Rev. August Ernst
1841 - 1924
Derived from: The History of Jefferson County, Wisconsin by C. W. Butterfield, 1879
Rev. August F. Ernst, President of Northwestern University; born in Hanover June 25, 1841; educated in the colleges of Celle and at the University of Gottingen; taught one year in Germany; then in 1863, came to America and located in New York City, where he was engaged in the holy ministry.
In 1864, he was ordained at Pottstown, Penn.; preached in New York City until 1868; for ten months thereafter, he had pastoral charge of a congregation at Albany, N.Y., then came to Watertown.
Prof. Ernst married Agnes Hartwig Jan. 7, 1868; she was born in the city of New York; they have six children – George R. A., Charles P.A., Adolfine W. B., Elizabeth D. G., Mary A.G. and Frederick H. W.

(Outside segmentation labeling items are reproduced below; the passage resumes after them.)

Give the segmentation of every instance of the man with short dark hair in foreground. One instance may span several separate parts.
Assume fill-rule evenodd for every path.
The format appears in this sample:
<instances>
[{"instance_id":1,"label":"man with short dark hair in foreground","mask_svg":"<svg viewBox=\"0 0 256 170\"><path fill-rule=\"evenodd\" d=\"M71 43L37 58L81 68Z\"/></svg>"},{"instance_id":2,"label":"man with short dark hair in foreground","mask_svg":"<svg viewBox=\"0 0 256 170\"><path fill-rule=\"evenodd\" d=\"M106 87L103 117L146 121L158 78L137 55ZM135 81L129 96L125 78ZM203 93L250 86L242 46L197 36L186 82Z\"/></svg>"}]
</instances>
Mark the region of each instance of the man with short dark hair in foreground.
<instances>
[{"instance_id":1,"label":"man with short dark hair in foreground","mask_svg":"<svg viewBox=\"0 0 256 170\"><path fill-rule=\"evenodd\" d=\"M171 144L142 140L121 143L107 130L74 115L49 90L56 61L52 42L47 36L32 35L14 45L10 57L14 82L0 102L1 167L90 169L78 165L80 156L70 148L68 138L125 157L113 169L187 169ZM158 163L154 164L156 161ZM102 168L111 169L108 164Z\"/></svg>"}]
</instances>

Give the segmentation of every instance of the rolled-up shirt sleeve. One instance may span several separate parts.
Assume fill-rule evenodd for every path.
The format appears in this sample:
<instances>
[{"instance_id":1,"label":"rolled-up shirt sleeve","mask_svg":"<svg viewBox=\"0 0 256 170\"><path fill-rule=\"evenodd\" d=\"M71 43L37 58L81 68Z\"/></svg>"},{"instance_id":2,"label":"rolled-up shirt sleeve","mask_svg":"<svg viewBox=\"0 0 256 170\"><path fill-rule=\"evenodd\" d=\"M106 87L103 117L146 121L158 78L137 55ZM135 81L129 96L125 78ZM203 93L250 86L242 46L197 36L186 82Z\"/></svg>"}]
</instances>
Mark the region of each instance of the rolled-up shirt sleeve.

Source: Dictionary of Wisconsin biography
Rev. August F. Ernst: Lutheran clergyman, college president, b. Hanover, Germany. He graduated from the Gymnasium at Celle (1859) and the Univ. of Gottingen (1862). In 1863 he migrated to the U.S., and in 1864 was ordained a Lutheran clergyman at Pottstown, Pa. He served various pastorates in New York (1864- 1869), and in 1869 came to Wisconsin to teach Latin at Northwestern College in Watertown. In 1870 he was elected president of the college, serving in this capacity until 1919. During his tenure, Ernst was instrumental in providing that instruction be given in the English language in all college classes except religion. He was president of the Lutheran joint synod of Wisconsin, Minnesota, and Michigan (1892, 1895, 1897, 1899). In 1890 Ernst was active in the campaign against the state Bennett Law (an act passed in 1889 which, many Lutheran and Catholic clergymen felt, discriminated against parochial schools and schools utilizing a language other than English for purposes of instruction). In this role he helped secure the state Democratic victory in that year. After retiring as president of Northwestern College (1919), Ernst lived in Milwaukee. Who's Who in Amer., 5 (1908); E. B. Usher, Wis. (8 vols., Chicago, 1914); Watertown Daily Times, Aug. 9, 1924; Northwestern College, Black and Red (1919, 1924).